On April 30, 2009, the Boston Section of the Audio Engineering Society hosted a presentation by John Storyk titled Audio Recording Environments — Past, Present and Future at Devlin Hall on the Boston College Campus. The topical focus of the presentation was his perspective on audio recording environments. He opened by optimistically stating, "saying that the recording studio business is over is about as far from the truth as possible. There have been some things that have changed but there are more studios currently being built than ever before."

He referenced Boston as being "Ground Zero" for the birth of modern acoustics in 1900 with Wallace Sabine and that studios were not part of the scene until about 50 years later. Studios are the environment of the engineer and the early studios weren't designed to look pretty. Studios changed when the "artist took control" in the late 60's. Artists took control over how their music was made and then took control over the environment such as including a lounge area, which hadn't previously existed.

John reminisced about a pivotal career opportunity that came when he was only 22 yrs. old—designing Electric Lady Studios for Jimi Hendrix. With this project he was able to use ground-breaking design concepts. After 40 years in the business, John continues to work because "it's still fun" and the design tools being used keeps his interest. WSDG currently has more work than they can handle.

John stated that larger control rooms are easier to design than smaller rooms due to low frequency control. He shared examples of some of his larger projects as well as projects currently underway noting some specific challenges of each project. Currently, many studios have a large control room, small recording room, and a large lounge area. He stated that "although there is a science to all this, it's all about the music".

Computer-aided measurement systems and prediction software have leveled the playing field. The availability of Prefab materials has exploded. Prediction software can allow the designer to hear the way things sound before building it. He gave two "Auralization" demonstrations, showing how using prediction software can help with designing acoustical measurements and treatments before they are physically built.

John concluded by giving a few industry predictions: all sizes of studios will continue to exist but other types will evolve. Better audio will continue to surface, despite a decline in listening values. Production values still remain high. It is a taste and not a quality issue. Someday, digital and analog will be the same. Room acoustics will push the limits of critical listening environments. There is not that much difference in gear, and sometimes there is no difference. The difference is Operator, Environment and the Acoustics. We will continue to have really great gear that gets smaller and better.

John Storyk, Architect and Principal, Walters-Storyk Design Group (, is celebrating his 40th year as a leading architect and acoustician of technical architecture. Dedicated to critical listening and viewing environments, WSDG is a six-time TEC Award winner for outstanding achievement in Acoustics/Facility Design. The Walters-Storyk Design Group, with offices in New York, Argentina, Brazil and Switzerland, has designed over 3000 media production facilities worldwide.

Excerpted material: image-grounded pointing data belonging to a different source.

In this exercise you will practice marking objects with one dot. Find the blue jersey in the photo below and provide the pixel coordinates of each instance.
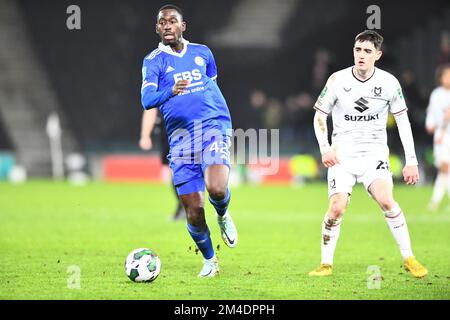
(202, 102)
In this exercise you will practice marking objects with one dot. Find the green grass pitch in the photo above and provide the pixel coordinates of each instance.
(47, 227)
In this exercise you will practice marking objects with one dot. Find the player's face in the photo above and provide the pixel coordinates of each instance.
(170, 27)
(445, 78)
(365, 55)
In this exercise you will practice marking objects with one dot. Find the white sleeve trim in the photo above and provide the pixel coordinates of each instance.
(405, 133)
(145, 85)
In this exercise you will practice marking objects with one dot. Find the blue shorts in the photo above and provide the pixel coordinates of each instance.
(188, 171)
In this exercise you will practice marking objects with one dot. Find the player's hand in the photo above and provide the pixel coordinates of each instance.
(180, 87)
(411, 174)
(329, 159)
(145, 143)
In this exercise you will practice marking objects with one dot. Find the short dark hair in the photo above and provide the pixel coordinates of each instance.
(170, 6)
(371, 36)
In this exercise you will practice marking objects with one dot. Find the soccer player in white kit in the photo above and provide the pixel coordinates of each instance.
(359, 99)
(438, 117)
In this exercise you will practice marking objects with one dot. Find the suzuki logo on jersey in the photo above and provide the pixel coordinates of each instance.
(377, 91)
(362, 105)
(369, 117)
(193, 75)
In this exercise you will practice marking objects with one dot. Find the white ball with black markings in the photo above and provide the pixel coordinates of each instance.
(142, 265)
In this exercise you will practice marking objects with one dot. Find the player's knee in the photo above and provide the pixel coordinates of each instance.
(386, 203)
(217, 191)
(337, 208)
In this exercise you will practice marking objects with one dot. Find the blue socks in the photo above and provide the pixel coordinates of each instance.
(202, 239)
(221, 206)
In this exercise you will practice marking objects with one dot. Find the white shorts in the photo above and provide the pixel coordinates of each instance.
(343, 176)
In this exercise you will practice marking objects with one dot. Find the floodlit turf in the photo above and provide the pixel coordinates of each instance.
(47, 227)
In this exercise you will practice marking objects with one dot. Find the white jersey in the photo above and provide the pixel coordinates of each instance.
(359, 111)
(438, 105)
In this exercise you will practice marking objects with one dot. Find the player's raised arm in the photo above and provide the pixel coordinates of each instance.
(399, 110)
(151, 97)
(323, 106)
(147, 125)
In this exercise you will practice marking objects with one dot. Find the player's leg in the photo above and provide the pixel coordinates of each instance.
(179, 211)
(216, 179)
(216, 170)
(381, 191)
(190, 186)
(340, 184)
(193, 203)
(331, 227)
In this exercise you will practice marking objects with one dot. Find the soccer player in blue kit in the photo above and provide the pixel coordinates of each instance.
(179, 78)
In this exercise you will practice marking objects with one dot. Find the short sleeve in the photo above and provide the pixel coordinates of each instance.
(211, 68)
(150, 73)
(327, 98)
(397, 102)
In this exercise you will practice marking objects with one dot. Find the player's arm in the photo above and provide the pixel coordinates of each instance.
(151, 97)
(323, 106)
(399, 110)
(147, 125)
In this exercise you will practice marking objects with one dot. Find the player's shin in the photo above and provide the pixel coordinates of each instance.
(397, 224)
(221, 205)
(202, 239)
(330, 235)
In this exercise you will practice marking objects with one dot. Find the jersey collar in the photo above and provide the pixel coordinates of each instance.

Credits range from the original Jimi Hendrix Electric Lady Studios to New York City's Jazz at Lincoln Center performance complex, broadcast facilities for The Food Network, Interlochen Public Radio, CBS and WNET, and corporate clients such as Hoffman La Roche and Sony. Recent credits include private studios for the Goo Goo Dolls, Jay-Z, Timbaland's Tim Mosley, Tracy Chapman, R. Kelly, Damian Marley, Bruce Springsteen, film composer Carter Burwell, Aerosmith, Green Day, and Alicia Keys.